Myanmar: The Crowded Corridor

by Ghulam Suhrawardi

I’ve always said that the more coordinated the efforts of the international community are, the better it will be for democracy in Burma.

 Aung San Suu Kyi

A Nation Coming Apart

Myanmar is undergoing one of the most significant state collapses in Asia’s modern history. Four years into renewed conflict, the central government retains control over only a fraction of the country, while multiple ethnic militias and resistance forces dominate the remainder. This fragmentation has produced a humanitarian disaster, fostered transnational crime, and transformed Myanmar into a theater of geopolitical rivalry among China, India, Russia, and the United States. This article examines the internal fragmentation of Myanmar, the strategic significance of its territory, and the competing interests of regional and global powers engaged in what may become one of the defining proxy struggles of the Indo-Pacific.

Myanmar’s domestic crisis has moved beyond an internal conflict. With more than 82,000 lives lost and 3.2 million displaced, the country is widely regarded as a failed state. The government under General Min Aung Hlaing exercises authority over less than one-fifth of the national territory, while the remainder has fragmented into ethnic enclaves, insurgent strongholds, and zones of competing governance.
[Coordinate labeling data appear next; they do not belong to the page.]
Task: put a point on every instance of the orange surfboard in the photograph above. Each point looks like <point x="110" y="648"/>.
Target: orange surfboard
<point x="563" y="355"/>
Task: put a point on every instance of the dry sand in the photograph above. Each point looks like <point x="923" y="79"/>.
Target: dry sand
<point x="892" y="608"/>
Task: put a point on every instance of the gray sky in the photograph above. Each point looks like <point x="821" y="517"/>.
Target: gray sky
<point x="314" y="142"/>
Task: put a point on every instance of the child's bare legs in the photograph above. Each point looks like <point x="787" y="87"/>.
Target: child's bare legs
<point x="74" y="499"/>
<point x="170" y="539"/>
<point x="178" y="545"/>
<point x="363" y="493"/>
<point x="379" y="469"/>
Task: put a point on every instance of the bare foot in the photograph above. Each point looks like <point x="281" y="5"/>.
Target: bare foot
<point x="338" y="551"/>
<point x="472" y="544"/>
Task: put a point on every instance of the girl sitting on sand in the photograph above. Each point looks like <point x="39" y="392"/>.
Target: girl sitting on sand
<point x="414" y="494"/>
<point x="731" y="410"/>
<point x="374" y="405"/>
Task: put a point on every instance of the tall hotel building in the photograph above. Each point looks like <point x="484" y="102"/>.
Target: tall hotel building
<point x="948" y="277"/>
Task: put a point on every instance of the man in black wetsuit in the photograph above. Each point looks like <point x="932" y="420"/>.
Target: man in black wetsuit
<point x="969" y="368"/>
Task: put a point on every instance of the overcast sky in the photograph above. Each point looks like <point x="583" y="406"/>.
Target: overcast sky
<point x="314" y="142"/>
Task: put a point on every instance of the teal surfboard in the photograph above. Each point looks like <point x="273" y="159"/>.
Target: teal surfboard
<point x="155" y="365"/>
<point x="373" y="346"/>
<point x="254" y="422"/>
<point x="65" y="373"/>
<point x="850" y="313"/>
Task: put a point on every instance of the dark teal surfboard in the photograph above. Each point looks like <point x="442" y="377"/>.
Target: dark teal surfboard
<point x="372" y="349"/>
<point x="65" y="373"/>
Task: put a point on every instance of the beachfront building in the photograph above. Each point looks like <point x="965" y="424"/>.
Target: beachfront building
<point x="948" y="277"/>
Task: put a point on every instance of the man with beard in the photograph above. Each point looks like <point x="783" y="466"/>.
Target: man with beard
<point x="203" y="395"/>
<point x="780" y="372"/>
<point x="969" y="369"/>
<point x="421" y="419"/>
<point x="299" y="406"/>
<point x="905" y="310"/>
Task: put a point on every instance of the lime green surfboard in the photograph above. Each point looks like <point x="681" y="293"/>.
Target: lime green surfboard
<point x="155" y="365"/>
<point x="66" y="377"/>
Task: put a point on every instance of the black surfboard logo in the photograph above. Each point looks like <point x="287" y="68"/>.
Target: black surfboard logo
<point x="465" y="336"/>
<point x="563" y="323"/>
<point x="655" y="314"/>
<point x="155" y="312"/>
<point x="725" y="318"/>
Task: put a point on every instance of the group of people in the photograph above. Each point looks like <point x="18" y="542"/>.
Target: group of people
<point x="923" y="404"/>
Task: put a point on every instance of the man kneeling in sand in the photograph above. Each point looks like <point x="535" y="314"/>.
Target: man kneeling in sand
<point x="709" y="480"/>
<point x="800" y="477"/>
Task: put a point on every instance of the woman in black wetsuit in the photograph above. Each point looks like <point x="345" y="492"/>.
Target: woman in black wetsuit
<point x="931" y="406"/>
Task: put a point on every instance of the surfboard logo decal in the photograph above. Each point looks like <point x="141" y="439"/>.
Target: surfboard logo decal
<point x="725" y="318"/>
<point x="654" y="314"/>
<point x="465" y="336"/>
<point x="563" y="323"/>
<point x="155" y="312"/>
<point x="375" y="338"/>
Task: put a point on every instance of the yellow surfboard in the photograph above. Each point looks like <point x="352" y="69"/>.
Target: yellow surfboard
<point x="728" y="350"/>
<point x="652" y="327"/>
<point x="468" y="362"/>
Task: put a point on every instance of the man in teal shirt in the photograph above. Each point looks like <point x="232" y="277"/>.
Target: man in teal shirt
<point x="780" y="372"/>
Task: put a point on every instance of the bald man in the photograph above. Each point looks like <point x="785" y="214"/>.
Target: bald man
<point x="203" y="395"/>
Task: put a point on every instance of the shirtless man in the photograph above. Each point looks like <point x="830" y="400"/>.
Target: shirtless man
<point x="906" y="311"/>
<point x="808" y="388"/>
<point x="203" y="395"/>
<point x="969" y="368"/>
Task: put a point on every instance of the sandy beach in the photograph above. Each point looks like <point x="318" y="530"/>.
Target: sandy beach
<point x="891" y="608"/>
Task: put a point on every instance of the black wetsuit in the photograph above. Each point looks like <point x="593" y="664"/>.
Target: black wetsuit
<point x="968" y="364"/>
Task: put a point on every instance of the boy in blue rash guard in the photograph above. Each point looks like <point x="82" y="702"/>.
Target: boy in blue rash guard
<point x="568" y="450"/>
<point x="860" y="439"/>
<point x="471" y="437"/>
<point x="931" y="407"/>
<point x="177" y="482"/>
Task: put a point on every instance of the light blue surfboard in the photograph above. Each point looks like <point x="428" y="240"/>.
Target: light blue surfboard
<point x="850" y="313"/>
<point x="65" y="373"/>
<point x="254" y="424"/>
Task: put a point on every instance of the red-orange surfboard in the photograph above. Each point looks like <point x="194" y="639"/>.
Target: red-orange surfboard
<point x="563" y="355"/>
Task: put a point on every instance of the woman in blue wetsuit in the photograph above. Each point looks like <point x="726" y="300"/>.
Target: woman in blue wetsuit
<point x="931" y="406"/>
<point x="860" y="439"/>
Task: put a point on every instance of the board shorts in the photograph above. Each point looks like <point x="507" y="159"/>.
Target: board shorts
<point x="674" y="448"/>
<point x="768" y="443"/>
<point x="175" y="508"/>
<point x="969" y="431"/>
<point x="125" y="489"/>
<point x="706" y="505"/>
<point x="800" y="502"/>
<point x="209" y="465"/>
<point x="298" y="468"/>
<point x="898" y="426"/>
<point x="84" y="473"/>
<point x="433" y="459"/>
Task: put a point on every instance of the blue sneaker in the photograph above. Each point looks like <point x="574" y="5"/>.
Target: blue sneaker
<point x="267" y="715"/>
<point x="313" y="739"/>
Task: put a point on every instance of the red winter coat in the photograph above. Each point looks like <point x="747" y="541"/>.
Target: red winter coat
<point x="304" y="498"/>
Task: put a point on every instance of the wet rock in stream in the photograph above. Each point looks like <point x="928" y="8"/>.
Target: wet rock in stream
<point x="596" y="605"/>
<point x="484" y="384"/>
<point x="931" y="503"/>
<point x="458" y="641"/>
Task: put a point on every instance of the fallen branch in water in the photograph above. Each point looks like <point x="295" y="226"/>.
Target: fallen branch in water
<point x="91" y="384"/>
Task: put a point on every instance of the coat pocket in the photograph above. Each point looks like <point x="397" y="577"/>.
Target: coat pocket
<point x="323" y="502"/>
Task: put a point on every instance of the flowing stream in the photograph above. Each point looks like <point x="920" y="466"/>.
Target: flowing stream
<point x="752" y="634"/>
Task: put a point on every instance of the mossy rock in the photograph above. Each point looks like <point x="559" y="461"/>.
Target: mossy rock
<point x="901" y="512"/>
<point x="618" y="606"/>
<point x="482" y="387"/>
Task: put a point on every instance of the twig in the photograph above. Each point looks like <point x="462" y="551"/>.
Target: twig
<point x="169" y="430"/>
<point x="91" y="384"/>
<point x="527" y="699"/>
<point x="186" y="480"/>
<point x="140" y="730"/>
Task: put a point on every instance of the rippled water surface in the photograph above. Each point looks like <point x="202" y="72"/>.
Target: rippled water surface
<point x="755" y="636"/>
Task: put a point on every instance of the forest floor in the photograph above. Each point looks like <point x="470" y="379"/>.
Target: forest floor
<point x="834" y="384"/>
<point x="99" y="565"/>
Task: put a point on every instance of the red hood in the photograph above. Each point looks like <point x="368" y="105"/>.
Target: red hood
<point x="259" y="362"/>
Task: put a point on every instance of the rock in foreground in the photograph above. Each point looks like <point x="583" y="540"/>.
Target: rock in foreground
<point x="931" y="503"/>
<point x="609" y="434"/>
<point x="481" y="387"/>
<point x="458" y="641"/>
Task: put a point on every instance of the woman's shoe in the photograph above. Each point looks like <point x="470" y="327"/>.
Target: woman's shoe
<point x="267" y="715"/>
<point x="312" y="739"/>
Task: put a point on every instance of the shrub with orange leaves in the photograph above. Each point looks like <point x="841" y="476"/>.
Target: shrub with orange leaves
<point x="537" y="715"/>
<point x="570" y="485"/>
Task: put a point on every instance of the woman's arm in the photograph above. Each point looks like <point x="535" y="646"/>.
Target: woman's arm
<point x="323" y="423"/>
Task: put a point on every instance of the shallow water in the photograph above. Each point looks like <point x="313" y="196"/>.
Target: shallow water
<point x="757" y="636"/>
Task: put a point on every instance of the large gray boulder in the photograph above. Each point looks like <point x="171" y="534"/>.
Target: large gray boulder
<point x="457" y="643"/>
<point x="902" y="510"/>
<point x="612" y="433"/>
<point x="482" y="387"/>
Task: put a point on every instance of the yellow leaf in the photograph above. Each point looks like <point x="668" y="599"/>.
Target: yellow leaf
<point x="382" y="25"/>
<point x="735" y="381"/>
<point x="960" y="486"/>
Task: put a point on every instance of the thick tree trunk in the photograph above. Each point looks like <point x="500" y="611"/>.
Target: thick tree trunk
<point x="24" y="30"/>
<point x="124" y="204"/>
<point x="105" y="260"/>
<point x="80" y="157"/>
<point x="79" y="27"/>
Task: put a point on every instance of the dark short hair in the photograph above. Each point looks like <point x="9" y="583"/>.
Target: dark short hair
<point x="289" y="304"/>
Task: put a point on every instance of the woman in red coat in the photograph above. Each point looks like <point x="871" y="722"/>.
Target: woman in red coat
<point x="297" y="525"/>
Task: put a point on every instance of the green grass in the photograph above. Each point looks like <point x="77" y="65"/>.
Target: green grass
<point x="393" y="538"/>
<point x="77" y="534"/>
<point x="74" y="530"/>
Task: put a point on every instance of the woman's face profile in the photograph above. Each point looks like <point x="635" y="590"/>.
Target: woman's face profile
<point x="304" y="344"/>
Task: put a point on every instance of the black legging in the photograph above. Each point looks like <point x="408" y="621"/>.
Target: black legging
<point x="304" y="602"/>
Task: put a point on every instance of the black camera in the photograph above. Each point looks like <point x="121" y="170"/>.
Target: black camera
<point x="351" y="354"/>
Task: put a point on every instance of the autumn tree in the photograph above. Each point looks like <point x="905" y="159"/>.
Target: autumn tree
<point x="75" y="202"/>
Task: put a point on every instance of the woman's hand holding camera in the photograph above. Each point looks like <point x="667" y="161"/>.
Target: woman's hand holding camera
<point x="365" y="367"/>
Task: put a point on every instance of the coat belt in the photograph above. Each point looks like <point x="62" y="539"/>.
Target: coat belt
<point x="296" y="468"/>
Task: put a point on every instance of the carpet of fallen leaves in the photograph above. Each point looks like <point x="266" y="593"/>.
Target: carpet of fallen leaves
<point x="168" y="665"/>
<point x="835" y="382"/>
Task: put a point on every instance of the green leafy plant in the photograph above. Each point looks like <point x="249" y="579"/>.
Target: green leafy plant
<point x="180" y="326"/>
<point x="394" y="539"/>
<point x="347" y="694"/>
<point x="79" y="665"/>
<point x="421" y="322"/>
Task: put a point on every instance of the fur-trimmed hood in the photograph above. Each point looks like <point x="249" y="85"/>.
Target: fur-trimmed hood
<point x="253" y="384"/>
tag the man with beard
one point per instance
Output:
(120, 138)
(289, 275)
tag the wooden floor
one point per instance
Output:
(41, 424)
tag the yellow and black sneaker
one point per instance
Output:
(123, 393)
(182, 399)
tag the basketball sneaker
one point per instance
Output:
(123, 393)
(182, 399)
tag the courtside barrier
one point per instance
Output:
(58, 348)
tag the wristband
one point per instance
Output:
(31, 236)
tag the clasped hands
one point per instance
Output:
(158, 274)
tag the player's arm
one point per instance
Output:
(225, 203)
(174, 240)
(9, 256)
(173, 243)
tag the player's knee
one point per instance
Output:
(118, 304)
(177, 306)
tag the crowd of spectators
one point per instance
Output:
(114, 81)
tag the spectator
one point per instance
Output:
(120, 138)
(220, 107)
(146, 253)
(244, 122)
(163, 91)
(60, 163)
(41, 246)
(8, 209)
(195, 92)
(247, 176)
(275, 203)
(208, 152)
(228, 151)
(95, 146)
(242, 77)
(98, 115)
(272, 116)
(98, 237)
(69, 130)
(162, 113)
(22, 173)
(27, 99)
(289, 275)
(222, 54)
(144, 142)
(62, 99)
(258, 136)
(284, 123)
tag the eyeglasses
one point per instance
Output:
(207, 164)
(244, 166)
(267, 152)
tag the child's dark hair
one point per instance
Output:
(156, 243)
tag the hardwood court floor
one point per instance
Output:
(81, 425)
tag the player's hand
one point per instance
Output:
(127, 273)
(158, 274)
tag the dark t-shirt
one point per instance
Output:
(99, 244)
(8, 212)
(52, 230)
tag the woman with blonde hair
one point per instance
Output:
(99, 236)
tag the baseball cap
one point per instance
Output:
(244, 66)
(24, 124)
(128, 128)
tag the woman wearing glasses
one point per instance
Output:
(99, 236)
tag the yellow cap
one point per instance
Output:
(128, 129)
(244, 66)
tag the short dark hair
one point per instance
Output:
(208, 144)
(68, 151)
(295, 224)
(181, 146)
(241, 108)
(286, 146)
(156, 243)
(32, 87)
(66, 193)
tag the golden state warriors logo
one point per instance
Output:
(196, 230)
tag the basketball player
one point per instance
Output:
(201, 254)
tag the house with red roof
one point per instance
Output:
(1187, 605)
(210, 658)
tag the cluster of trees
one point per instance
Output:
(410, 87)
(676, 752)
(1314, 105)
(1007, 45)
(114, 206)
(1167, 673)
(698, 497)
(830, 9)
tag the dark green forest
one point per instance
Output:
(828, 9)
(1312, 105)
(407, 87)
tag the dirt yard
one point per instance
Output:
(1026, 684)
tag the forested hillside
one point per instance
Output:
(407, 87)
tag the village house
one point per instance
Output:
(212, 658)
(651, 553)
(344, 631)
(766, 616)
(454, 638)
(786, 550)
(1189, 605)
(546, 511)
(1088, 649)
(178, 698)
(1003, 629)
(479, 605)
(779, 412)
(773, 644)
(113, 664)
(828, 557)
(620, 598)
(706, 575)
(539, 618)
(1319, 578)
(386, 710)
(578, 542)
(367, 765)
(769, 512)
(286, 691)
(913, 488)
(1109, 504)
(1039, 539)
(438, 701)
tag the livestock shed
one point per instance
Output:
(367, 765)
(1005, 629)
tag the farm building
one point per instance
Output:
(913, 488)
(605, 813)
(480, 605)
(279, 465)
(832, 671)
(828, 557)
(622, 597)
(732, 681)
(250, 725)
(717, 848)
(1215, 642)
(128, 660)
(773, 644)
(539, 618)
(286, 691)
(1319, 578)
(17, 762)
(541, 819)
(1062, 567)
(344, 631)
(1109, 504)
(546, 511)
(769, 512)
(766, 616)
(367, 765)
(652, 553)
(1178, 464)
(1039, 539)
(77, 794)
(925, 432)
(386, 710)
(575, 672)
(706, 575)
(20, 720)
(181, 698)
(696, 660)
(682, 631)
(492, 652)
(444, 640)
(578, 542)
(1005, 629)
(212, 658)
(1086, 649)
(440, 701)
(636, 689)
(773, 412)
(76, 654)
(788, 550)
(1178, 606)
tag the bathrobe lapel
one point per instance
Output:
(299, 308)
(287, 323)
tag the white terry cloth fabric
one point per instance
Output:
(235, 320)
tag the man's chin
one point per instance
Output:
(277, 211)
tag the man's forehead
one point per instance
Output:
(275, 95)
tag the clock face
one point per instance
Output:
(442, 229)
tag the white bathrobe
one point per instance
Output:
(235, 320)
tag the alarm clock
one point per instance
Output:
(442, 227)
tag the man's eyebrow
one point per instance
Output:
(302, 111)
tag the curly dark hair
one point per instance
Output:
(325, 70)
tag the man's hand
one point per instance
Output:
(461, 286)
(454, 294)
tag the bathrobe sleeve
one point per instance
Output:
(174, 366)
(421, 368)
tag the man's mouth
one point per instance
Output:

This political collapse has created an environment conducive to narcotics trafficking, human smuggling, and arms trading. It has also drawn in external actors who view Myanmar not only as a security risk but also as a strategic prize.

Image source: ACLED

Fractured Frontlines

Myanmar today is characterized by multiple armed non-state actors, each with distinct political objectives:

Kachin Independence Army (North): Seeking autonomy or outright independence.

Arakan Army (West): Pursuing a self-governed Rakhine state with secessionist aspirations.

Chin State Militias: Divided among themselves and against the central government.

Karen and Kareni Forces (East): Continuing their protracted struggle for an ethnic homeland.

Shan State Factions: Fragmented between federalist and secessionist visions.

People’s Defense Force (PDF): Created by the exiled civilian government; aims to overthrow the junta and establish a federal democracy.

While the PDF has broad appeal, tensions remain between its federalist goals and the separatist ambitions of ethnic armed groups.

Myanmar as a Proxy Battlefield

The collapse of central authority has made Myanmar a focal point of strategic competition.

China views Myanmar as essential to its geostrategic corridor to the Indian Ocean. It maintains a dual strategy of supplying arms to the junta while tolerating the transfer of Chinese-made weapons to rebel groups, particularly through the United Wa State Army. Its overarching aim is to secure the Kyaukphyu deep-sea port and associated energy pipelines that bypass the Strait of Malacca.

India is primarily concerned with cross-border insurgencies in its northeast. It has undertaken intelligence cooperation and limited joint operations with the junta, including drone strikes inside Myanmar in 2025. However, India lacks significant leverage with ethnic militias and has limited economic engagement.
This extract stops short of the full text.